Such short term downward trends can become long term - the business cycle can get stuck - if the government takes action. Although such government intervention is usually well-intended, it nonetheless stymies the economy’s organic tendencies to return itself to levels which are closer to equilibrium.

The Great Depression of the 1930s was not the fault of Samuel Insull. It was caused by government intervention into the ordinary buying and selling which shape the economy. But Insull was the scapegoat, the target of people’s unjust rage.

All he'd done to deserve it was to build a remarkable company that, like so many others, suffered during the Depression.

Although declared innocent in a court of law, Insull’s reputation and career were permanently damaged. Eventually, he left the United States.

As an immigrant, Samuel Insull arrived in America with no money. He’d worked hard and studied, he took risks and looked for opportunities. He’d gained a lot of wealth, and in the process, he’d created income for millions of other people, lifting them from the lower classes to the middle class. He’d benefitted from the chances which are made available in a free economy.

But when the government took the economy’s freedom away, by regulating and taxing, the income went away, too. Even though the government thought it was doing something to help people, it was actually harming them.

Although Samuel Insull was the most dramatic victim of the government’s terrible mistake, he wasn’t the only victim.
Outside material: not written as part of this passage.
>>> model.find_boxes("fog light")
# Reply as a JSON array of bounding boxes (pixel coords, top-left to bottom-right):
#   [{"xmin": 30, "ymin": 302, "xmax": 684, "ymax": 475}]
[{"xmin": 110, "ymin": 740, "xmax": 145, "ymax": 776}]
Millions of Americans would suffer through the Great Depression. Their suffering could have been avoided if the government had simply done nothing.

Insull became a symbol, both for amazing possibilities offered by America’s free economy, and for the misery and anger caused by governmental regulation.

In 1938, Samuel Insull, who’d fled America for France (oh the irony), died of a heart attack in a Paris subway station. He had eight cents in his pocket. It was a sad and lonely ending for a man who exemplified the American dream by bringing affordable electricity to millions.

He’d done nothing wrong and nothing illegal. He’d been praised by millions of people around the nation, people who’d benefitted materially from his work. When people suddenly felt sharp economic pain, they lashed out blindly, needing someone to blame and to punish. Samuel Insull was an innocent man who was also a convenient target.

Forced to defend himself at trial, he said:

I find myself somewhat in this sort of situation. What I did, when I did it, was honest; now, through changed conditions, what I did may or may not be called honest. Politics demand, therefore, that I be brought to trial; but what is really being brought to trial is the system I represented.

The sad fact is that innocent men are sometimes made into scapegoats simply because people are angry and don’t know who to blame.